« Lacune stratégique comblée »Merz annonce l’engagement des États-Unis dans l’achat de Tomahawk
Le chancelier Merz apporte de bonnes nouvelles du sommet de l’OTAN à Ankara. Lors de sa déclaration gouvernementale au Bundestag, il a annoncé que les États-Unis étaient d’accord pour que l’Allemagne achète des missiles de croisière Tomahawk. Cet écart important ne pourra être comblé avant des années.
La voie est libre pour l’achat d’armes américaines à moyenne portée : l’Allemagne a convenu avec les États-Unis lors du sommet de l’OTAN à Ankara d’acheter des missiles de croisière Tomahawk. C’est ce qu’a déclaré le chancelier fédéral Friedrich Merz dans une déclaration gouvernementale au Bundestag.
« Nous avons également convenu avec le gouvernement américain, en marge de la réunion de l’OTAN à Ankara, que nous acquerrions des missiles américains Tomahawk et les stationnerions en Allemagne », a déclaré la chancelière. « Nous comblons ainsi une lacune stratégique importante dans notre défense. Et en même temps, nous travaillerons au développement de nos propres systèmes européens et à leur stationnement en Europe. » Le gouvernement fédéral souhaite combler un manque de capacités militaires en achetant des missiles de croisière, dont la portée peut atteindre 2 500 kilomètres.

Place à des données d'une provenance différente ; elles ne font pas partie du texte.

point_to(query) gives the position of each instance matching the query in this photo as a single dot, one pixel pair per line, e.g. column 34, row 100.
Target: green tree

Lors du sommet de l’OTAN en 2024, les États-Unis, sous la présidence de Joe Biden, ont annoncé la possibilité de stationner en Allemagne en 2026 des Tomahawk ainsi que des missiles SM-6 et des armes hypersoniques nouvellement développées. Le projet a récemment été rejeté sous le président américain Donald Trump. L’achat de tomahawks est désormais une alternative à cela.

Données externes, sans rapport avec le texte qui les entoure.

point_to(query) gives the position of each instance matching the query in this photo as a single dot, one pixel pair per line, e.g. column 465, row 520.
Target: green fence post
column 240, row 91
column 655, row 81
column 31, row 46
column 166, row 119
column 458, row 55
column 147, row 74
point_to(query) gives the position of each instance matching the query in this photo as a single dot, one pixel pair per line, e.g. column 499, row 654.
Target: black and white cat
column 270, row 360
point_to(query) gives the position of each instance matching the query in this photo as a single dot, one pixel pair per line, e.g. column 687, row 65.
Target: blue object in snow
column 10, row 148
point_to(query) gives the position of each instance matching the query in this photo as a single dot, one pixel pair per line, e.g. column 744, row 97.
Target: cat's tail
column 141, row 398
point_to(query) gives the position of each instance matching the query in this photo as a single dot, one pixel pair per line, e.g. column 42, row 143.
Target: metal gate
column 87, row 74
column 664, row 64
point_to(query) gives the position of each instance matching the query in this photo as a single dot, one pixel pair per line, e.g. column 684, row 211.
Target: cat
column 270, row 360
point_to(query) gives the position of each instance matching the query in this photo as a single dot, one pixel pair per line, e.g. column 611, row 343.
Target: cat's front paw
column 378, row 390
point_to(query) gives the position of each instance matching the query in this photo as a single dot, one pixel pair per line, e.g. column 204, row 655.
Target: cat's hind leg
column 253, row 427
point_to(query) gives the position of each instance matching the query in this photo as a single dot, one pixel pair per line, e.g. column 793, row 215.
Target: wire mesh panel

Le ministère allemand de la Défense a déclaré en 2024 vouloir contrer la menace russe avec les missiles de croisière Tomahawk à partir de 2026 avec des capacités de dissuasion et de défense efficaces. « La Russie a stationné des missiles Iskander à capacité nucléaire dans l’enclave de Kaliningrad. En outre, Moscou y déploie depuis 2022 des avions de combat russes équipés de missiles hypersoniques air-sol de type Kinschal. La Russie a également annoncé qu’elle stationnerait des armes nucléaires en Biélorussie », avait alors déclaré le ministère de la Défense. Et : « Comme la Russie menace massivement l’Europe occidentale – les missiles ont une portée allant jusqu’à 2 000 kilomètres – l’OTAN doit faire quelque chose. »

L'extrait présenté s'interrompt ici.